Professor Jessa Lingel was recently promoted to Associate Professor and received tenure at the Annenberg School for Communication at the University of Pennsylvania. A scholar of digital culture, Lingel’s work considers the ways that relationships to technology can show us gaps in power or possibilities for social change. On the occasion of this momentous milestone in her academic career, we asked her a few questions (via email — how digital of us!) about her five years at the Annenberg School and what her research, teaching, and activism look like now.
How has your research evolved since you joined the Annenberg faculty in 2015?
The crux of my work continues to be digital culture and looking at technology as a way to understand power relationships. Methodologically, I'm still committed to qualitative and interpretive work, although I've also started to do some projects that bring in computational analysis. I see a clear arc over the last five years, but I wonder if someone from the outside would think my research has changed more than I do!
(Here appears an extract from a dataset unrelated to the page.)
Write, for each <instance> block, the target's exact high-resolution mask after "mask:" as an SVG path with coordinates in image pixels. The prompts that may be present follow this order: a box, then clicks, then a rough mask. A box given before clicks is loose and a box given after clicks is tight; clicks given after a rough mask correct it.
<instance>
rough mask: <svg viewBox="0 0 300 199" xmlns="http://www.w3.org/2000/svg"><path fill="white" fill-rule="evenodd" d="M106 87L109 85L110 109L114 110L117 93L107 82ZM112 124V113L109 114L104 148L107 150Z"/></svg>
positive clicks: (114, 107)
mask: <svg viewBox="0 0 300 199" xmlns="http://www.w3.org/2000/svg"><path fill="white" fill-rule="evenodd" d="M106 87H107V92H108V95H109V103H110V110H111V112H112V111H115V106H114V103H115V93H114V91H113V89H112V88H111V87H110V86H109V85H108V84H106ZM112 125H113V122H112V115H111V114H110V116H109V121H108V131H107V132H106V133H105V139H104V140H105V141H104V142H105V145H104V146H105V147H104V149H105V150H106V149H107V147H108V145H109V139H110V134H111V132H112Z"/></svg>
What are some of the research projects you’re working on right now?
I have a book coming out early next year called The Gentrification of the Internet. I wanted to write a book that's useful for activists and ordinary internet users who want to understand how we got the internet we have and how we could get to something better. I have a really cool project that I've been working on for a while about nurses and union activists in Oakland, CA. It documents how badass nurses are, and also traces some of the tensions between nursing, feminism, and union organizing. I've also become obsessed with the polygraph, and I’m writing two papers about it: one on the polygraph as a technology that has been used to police queer bodies and sexuality, and a second one on how the continued power of the polygraph draws on its presence in popular culture. And finally, I'm working on a project about how professional wrestlers use Instagram to connect with their fans, which has involved a lot of collaboration with Annenberg's IT folks and computational experts. (Major shout out to Etienne Jacquot, Marlon Wenceslao, Matt O’Donnell, and Rich Cardona for their help.)
Before you were a faculty member, you were an activist librarian. What does it mean to be an activist professor, and what does that look like for you?
I've been involved in different forms of activist and organizing work for over a decade, ranging from justice for incarcerated people to voting rights to union organizing to equitable access to mental health care. Being a professor is an incredible privilege; it is humbling to remember that basically my job is to learn new ideas and share them. Plus, I basically get to set my own hours every day. Recognizing all the privilege that I have, I feel an obligation to try and use it to make inroads and connections for social justice causes. Sometimes my activist work connects clearly to Penn, like the research collaborations I've done on digital technology and mental health care for underserved populations in Philadelphia, and another project that's just getting going on local mesh networks. But a lot of times, my activist work feels pretty separate from the University, and I don't necessarily want to feel like my activist work has to show up in my research or in the classroom. I'm learning every day how to be a better ally and organizer, and I feel lucky to have the freedom that comes with being a professor, and to be in Philadelphia, where there's such a powerful history of activism.
How do you approach working with students, including teaching and mentorship?
Since I started at Penn, my goal has been to be as accessible as possible to students, which to me means being approachable. I never want students to feel too intimidated or nervous to ask for my time. In the classroom and in connecting to students, I try to make sure that I'm helping people navigate the academy as best I can, while still remembering that we all have lots of different communities and obligations that matter to us. Penn and grad school have a way of making it seem like your *only* job is to excel according to Penn's standards. But for a lot of us, it's just as important to put work into our families, communities, and art, so I try to encourage students to feel connected to that work, in addition to making school fit into their lives and dreams.
What's your favorite class that you've taught so far? Any courses that you're looking forward to teaching?
I started teaching COMM 123: Critical Theories of Popular Culture last year and I had *so* much fun. I loved introducing students to key theories in cultural studies, and giving students the tools to analyze the media that they encounter in everyday life. Next fall, I'm hoping to teach an undergrad seminar called “We Are the 99%: Media and Memory of Occupy,” which would use the 10-year anniversary of Occupy to teach about social movements and activist media. On the one hand, I'm like zomg how has it been 10 years since Occupy?? But on the other, I'm really excited to show a new generation of students and activists where the movement came from and what it achieved.